In line with an electoral platform that pledged to deliver more local level services and control over spending, the national government of Papua New Guinea (PNG) has introduced a budget for 2013 that transfers nearly PGK1.5bn ($623m) to provincial, district and local authorities.
Each province is expected to receive PGK5m ($2.08m) per district, while districts will be directly allocated PGK10m ($4.15m) and local governments PGK500,000 ($208,000). The government has set up guidelines for spending, with 30% of funding committed to infrastructure, 20% each to education and health care, and 10% each to law and order, support for economic activities, and administrative issues such as tendering. In total, the amount of funds transferred represents an 87% year-on-year increase in support for sub-national programmes.
Prime Minister Peter O’Neill told OBG, “Local communities will now have more control over decision making and the implementation of development projects. These efforts combined will help to ensure the country’s continued economic and social health.”
The central government will retain final approval for larger projects, but funding will now be in the hands of sub-national authorities. This has raised some concerns, as Treasury Minister Don Poyle conceded in a speech in late 2012, but he noted that the government had carefully considered the risks, as well as strengthened accountability and auditing systems.
Oversight could prove difficult, but there is little doubt that the shift in responsibility will expedite project approvals and funding disbursement to sub-national authorities. According to a World Bank analysis, the central government’s record of disbursement of development funds has been poor and uneven in recent years, with more than 50% of spending crowded into the fourth quarter of each year between 2008 and 2012, which suggests difficulties in project planning, implementation and execution.
While the new system may bring improvements, challenges remain. For example, the uniform allocation of funding does not take individual region’s needs and capacities into account. Cross-district planning may provide further complications.
A raft of reforms is billed for this year that will help the government deliver on its policy commitments. The first step has been to make ministers, rather than public servants, responsible for meeting policy goals. The government has also formally adopted the 2001 Government Financial Statistics accounting system, and a stringent and integrated planning and approval process has been outlined, including monthly reports and quarterly audits.
Crucially, the government has rolled out a multi-year budget that combines recurrent and development spending, which will enable central and provincial administrations to plan activities with greater predictability. This will be important, as the government’s financing requirements peak at PGK6.5bn ($2.7bn) in 2014, before dropping to PGK3.4bn ($1.41bn) by 2017.
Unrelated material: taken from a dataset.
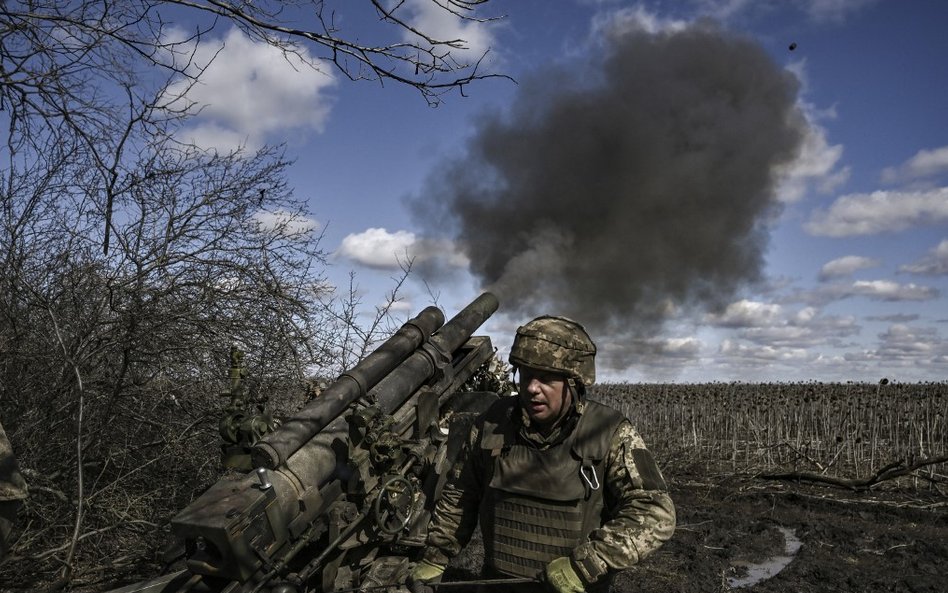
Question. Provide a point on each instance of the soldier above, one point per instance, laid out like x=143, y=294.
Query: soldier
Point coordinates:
x=12, y=491
x=564, y=487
Proposed projects will also need to be aligned to the five-year and medium-term development plans. Representatives at every level from district wards to provincial governors will be responsible for ensuring applications are in line with national priorities, and that all procedures are being followed.
Provincial and district equivalents of the national government’s Central Supply and Tenders Board (CSTB) will assume responsibility for approving projects valued at less than PGK500,000 ($208,000). This is expected to reduce pressure on the under-resourced CSTB, which is awaiting further support in the coming years.
While the move to locally administered funding is progressive and represents a considerable advancement for empowering local governments, it is not yet a cure-all. Delivering local-level services remains difficult, exacerbated by both capacity shortfalls and the difficulties of administering 7m citizens scattered across numerous islands. Many regions are several days’ journey from central and even provincial service centres. Beyond key urban centres, PNG’s baseline levels for education, literacy and health are low by global benchmarks. These are challenges that the government can make substantive inroads on through greater local empowerment, but it does not expect to resolve them immediately, even with the advent and proliferation of modern technologies.